Singapore dollar devalued after worst ever slump

It's hard to say anything more about where the Singapore economy is headed since the experts keep changing their tune. Even fortunetellers will be embarrassed if they flopped like the Ministry of Trade and Industry's recent economic forecasts.

Meanwhile, the Monetary Authority of Singapore (MAS) devalued the Singapore dollar today but, thank goodness, only by about 1.7 percent, according to Bloomberg.

That's only an estimate since MAS uses a secret currency exchange rate trading band that goes up and down with trade and the economy, or so it is believed.

But thank goodness anyway because a sharper drop would have hurt consumers since everything has to be imported including chicken and rice.

This is the second time MAS has changed tack in six months. It stopped letting the Singapore dollar rise against other currencies in October last year to help Singapore compete in the world market. But with exports continuing to fall, it has now devalued the Singapore dollar.

MAS sees no reason for any further weakening of the Singapore dollar because the economy has "sound fundamentals and a resilient financial system".
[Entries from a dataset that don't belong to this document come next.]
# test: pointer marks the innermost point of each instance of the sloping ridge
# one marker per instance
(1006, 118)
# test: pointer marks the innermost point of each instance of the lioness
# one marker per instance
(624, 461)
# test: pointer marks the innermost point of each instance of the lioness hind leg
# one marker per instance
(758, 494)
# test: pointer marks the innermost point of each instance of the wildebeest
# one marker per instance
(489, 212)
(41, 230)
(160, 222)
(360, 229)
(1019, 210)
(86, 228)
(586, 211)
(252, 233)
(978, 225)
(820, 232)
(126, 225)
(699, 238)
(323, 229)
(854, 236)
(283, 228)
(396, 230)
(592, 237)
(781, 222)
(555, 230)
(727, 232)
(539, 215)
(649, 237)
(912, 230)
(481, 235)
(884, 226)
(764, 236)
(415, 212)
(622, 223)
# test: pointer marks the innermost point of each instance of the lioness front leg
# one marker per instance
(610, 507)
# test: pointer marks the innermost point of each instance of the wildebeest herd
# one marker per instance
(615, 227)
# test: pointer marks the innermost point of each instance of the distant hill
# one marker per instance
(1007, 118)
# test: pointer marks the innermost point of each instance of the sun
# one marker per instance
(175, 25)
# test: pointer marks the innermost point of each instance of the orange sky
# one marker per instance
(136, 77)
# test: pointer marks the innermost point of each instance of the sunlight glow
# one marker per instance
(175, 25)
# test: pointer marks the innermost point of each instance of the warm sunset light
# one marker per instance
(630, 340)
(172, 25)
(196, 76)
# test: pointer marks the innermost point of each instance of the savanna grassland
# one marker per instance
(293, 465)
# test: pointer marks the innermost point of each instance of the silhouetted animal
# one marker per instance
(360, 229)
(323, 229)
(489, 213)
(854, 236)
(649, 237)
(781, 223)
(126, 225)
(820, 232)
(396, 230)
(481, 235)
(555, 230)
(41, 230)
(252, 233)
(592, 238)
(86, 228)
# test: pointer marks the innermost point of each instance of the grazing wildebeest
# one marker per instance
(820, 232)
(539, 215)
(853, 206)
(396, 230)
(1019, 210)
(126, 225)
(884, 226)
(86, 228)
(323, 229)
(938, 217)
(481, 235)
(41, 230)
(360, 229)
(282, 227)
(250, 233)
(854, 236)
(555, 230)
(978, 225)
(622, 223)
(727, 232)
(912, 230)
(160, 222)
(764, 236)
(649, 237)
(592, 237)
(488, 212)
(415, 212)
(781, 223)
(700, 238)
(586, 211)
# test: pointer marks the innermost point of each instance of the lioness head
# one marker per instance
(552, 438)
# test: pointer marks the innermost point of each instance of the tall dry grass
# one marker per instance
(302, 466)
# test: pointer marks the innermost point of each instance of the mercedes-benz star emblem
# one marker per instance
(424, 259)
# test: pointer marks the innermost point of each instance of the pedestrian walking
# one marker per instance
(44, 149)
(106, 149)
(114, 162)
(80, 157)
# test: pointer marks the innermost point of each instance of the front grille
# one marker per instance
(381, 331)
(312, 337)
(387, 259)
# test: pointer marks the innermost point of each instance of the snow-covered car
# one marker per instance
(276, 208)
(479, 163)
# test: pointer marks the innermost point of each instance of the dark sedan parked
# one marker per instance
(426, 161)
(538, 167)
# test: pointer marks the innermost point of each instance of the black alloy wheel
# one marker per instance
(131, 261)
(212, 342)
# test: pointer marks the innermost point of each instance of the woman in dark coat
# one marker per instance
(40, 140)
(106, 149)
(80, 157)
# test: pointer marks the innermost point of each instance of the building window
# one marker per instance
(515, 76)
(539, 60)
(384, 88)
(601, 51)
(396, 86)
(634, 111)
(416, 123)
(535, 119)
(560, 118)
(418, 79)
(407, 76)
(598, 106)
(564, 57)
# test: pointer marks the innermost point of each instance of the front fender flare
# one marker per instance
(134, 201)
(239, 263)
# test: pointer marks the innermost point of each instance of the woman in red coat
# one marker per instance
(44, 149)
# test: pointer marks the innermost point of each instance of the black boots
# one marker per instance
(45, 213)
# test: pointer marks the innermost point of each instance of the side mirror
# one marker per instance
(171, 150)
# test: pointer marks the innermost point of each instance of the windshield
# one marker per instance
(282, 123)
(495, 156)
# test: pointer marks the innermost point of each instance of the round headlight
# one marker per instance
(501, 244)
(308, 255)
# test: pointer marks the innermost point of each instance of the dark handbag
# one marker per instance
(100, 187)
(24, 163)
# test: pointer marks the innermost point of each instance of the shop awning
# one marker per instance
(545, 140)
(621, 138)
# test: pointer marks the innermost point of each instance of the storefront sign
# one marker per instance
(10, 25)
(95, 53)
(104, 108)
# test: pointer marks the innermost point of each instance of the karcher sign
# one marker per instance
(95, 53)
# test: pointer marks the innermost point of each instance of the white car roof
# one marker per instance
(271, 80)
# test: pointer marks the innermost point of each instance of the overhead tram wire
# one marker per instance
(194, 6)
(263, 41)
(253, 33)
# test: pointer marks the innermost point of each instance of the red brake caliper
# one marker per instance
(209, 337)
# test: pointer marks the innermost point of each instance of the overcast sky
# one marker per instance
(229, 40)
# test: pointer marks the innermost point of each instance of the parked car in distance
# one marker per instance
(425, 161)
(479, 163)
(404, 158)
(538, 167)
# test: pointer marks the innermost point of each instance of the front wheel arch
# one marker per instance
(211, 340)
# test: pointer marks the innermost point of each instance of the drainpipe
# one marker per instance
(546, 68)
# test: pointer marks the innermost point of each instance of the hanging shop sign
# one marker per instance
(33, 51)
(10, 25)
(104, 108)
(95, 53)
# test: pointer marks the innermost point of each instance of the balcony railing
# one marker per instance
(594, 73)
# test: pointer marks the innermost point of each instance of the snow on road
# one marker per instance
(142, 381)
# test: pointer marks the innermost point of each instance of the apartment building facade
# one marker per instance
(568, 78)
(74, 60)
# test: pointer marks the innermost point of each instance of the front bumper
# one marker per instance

That's nonsense as far as the economy is concerned – it's in free fall.

Gross domestic product plunged unexpectedly sharply – by 19.7 percent --in the first three months of this year compared with the previous quarter, the Ministry of Trade and Industry reported today. That's worse than the 16.4 percent slump between October and December.

Never before has the Singapore economy contracted so sharply since the government began compiling such data in 1976, says the Wall Street Journal.

The ministry now forecasts the economy will shrink by six to nine percent this year.

This is the third time it has lowered its forecast in recent months. First it forecast between two percent growth and one percent slump this year. Then on January 21, it said the economy would be shrink by two to five percent this year.

Will it be right this time?

God only knows.

The ministry's powers of economic divination seem to have been rattled by the crisis as the economy gets worse and worse.